Il réagit à des images de Giorgio Morandi que lui envoie Castor :
« Elles recèlent un secret qui les rend proches et lointaines à la fois. Matière ? Pensée ? Un œil pas comme les autres en tous cas » (25 janvier 1977). Sur Dunoyer de Segonzac et André́ Derain : « Je vais tâcher d’aller visiter cette exposition de D. de Segonzac dont vous me parlez. Je l’ai connu et sa femme, la comédienne Thérèse Dorny. Il était un seigneur. Je suis de votre avis concernant Derain. Il était obsédé́ par l’idée de “faire musée” et son talent s’en est ressenti, malgré son génie ! » (3 avril 1978). Sur Picasso : « Il paraît que tous les autres Picasso qui sont dans les musées et dans le monde sont TOUS des faux. Seuls sont vrais ceux que Picasso avait conservés ! Et aucun n’est à vendre ! Seulement à voir. Mais leur exposition rapporte plus d’argent que leur vente. C’est ce qu’on appelle l’art pour tous » (20 novembre 1979)…
Réflexions sur l’art et la passion : « Il faut que la poésie, la peinture, la musique, l’amitié́ de tous ceux qui vous entourent, tout l’art que vous aimez et servez soit un antidote puissant et régénérateur aux tourments causés par la passion : celle-ci, acceptée, vécue, doit augmenter vos forces vitales et non les diminuer » (16 janvier 1979). Sur sa conception de la musique, à propos de sa cantate Et l’oiseau a vu tout cela :
« Il y a avant tout dans la musique de cette œuvre un sentiment de compassion humaine et de sur-vie (comme il y a un sur-réalisme). C’est-à-dire que, comme l’oiseau témoin impassible du drame qui se joue autour de l’arbre sur lequel il continue de chanter, la musique, bien que mue et frémissante pour
l’événement, témoigne de l’intemporalité́, dépasse l’anecdote et chante pour le triomphe de la vie sur la mort et crée la sur-vie.
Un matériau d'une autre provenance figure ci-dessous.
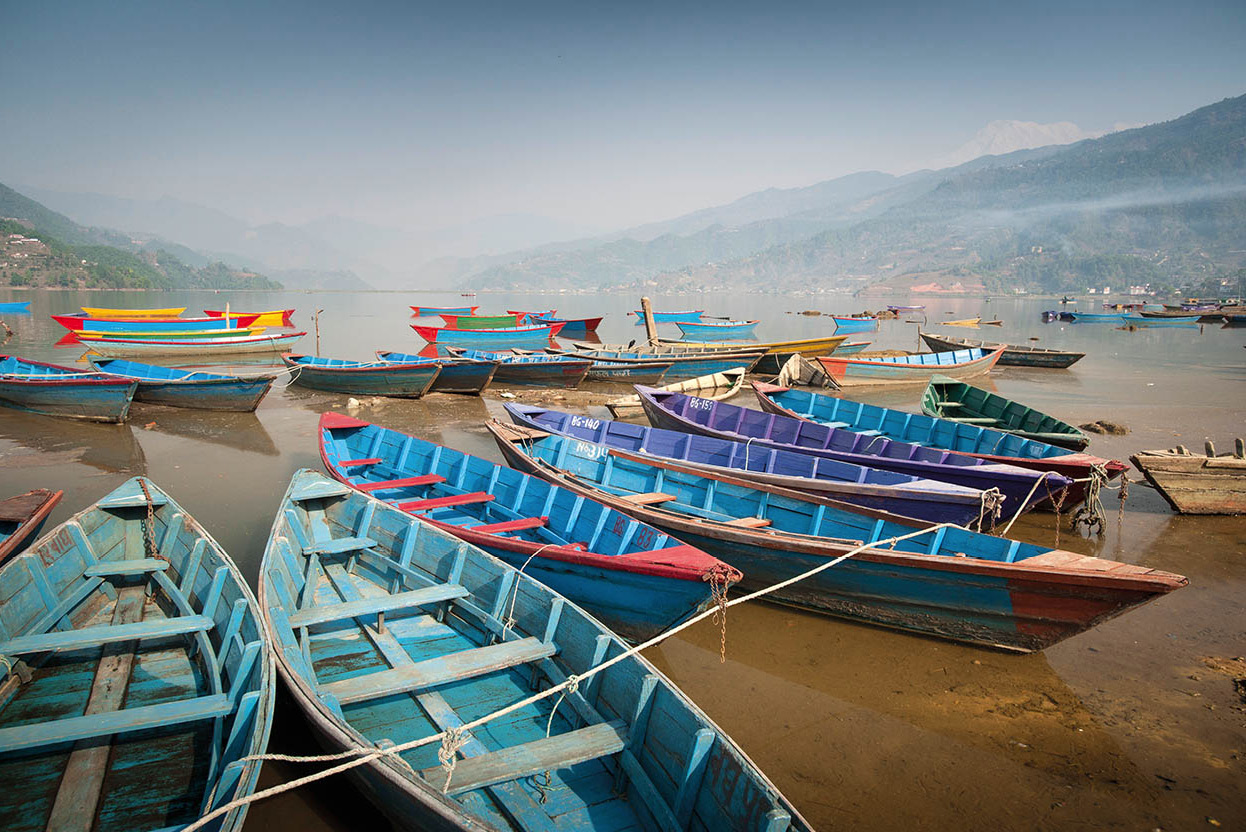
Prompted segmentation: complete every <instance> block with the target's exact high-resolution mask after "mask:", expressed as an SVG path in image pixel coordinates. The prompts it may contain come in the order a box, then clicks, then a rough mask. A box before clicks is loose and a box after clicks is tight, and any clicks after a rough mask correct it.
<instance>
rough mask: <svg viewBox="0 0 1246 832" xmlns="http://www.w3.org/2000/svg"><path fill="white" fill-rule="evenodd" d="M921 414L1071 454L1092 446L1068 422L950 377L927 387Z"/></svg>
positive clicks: (923, 397) (932, 380)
C’est du moins ce que j’ai tout naturellement tenté de chanter dans, d’ailleurs, la presque totalité de mes œuvres qui ont eu pour raison d’être le besoin de dépasser le temps et d’abolir les frontières qu’il cherche à nous imposer – dans lesquelles il tente de nous enfermer – la musique a ce pouvoir. Elle est élémentaire, un principe fondamental, un univers qui contient l’essence des sentiments de toute nature »... (18 avril 1979).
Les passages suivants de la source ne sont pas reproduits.